Before, the foo.file was converted to a foo instance and the comparison performed, now the foo is implicitly cast to a char pointer and the pointers compared. That, or your non-member operator==() means that the compiler won't try to convert the left hand into a FileName instance.

Consider why std::string lacks an implicit cast to char pointer.
Quote:Original post by rip-off
This is why implict cast operations are considered dangerous. I suspect what is happening is you have an implicit constructor taking a const char pointer, and you are doing this:
FileName foo = getSomeFileName();if(foo == "foo.file"){  // ...}

Consider why std::string lacks an implicit cast to char pointer.
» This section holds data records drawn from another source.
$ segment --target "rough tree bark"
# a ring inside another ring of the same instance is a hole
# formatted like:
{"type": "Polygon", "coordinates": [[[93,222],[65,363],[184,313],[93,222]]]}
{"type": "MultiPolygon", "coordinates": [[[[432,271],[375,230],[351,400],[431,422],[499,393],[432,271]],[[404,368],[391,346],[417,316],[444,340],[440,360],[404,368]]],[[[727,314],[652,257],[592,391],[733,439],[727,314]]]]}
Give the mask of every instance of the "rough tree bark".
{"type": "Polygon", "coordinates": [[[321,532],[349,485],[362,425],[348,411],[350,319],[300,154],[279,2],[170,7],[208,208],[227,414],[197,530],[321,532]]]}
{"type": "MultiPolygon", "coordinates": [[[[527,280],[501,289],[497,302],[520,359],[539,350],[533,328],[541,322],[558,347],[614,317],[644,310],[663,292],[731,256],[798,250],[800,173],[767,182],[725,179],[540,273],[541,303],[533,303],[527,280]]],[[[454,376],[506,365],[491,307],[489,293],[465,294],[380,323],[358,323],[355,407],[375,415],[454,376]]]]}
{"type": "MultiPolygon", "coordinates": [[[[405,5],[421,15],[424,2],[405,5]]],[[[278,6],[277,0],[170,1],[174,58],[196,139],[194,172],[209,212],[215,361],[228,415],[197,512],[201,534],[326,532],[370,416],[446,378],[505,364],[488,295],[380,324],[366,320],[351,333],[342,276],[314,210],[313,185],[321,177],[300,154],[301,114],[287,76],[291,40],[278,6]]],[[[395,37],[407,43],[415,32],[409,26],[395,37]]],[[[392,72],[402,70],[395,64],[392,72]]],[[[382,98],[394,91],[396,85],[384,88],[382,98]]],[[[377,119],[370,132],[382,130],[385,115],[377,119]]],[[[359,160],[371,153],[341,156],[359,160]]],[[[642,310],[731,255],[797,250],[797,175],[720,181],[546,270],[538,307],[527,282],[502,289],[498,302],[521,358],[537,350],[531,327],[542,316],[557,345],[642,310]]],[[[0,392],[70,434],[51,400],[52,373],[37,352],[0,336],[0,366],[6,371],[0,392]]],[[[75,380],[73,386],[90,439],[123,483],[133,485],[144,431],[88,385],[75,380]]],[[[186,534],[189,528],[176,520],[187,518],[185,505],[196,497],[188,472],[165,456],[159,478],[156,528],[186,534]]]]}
Still, I was hoping the == operator would be used before the casts operators.. :(

Implicit cast as in coercion? I actually was under the impression std::string had one, but obviously that was wrong. That answers my question, then. Thank you rip-off!
Possibly related:
bool operator == (const FileName &name);
Should be:
bool operator == (const FileName &name) const;
That wasn't it. Must be a combination of the implicit cast and some constructor because I can't reproduce it with this class either:

class TestClass{public:	bool operator == (const char *bla)	{		return true;	}	operator const char * ()	{		return 0;	}};
It might be calling the constructor implicitly

class FileName{public:	FileName(const char* name){		cout << "Constructor called";	};	bool operator==(const FileName& rhs){		cout << "Equality operator called";		return true;	}	};int main(){	FileName f = "foo";	f == "bar";}


The first line in main() calls the constructor implicitly
The second line tries to compare f to "bar", and it does so by implicitly constructing "bar" into a FileName object and then calling the == operator.

Now have a look at this:

http://stackoverflow.com/questions/1384007/conversion-constructor-vs-conversion-operator-precedence

Does this explain the behavior you're getting?

Edit: I get a compiler error when I add a cast operator to const char*, as the call is ambiguous. Adding the explicit keyword to the constructor solves the problem as then the compiler can only interpret f == "bar" as a char pointer comparison.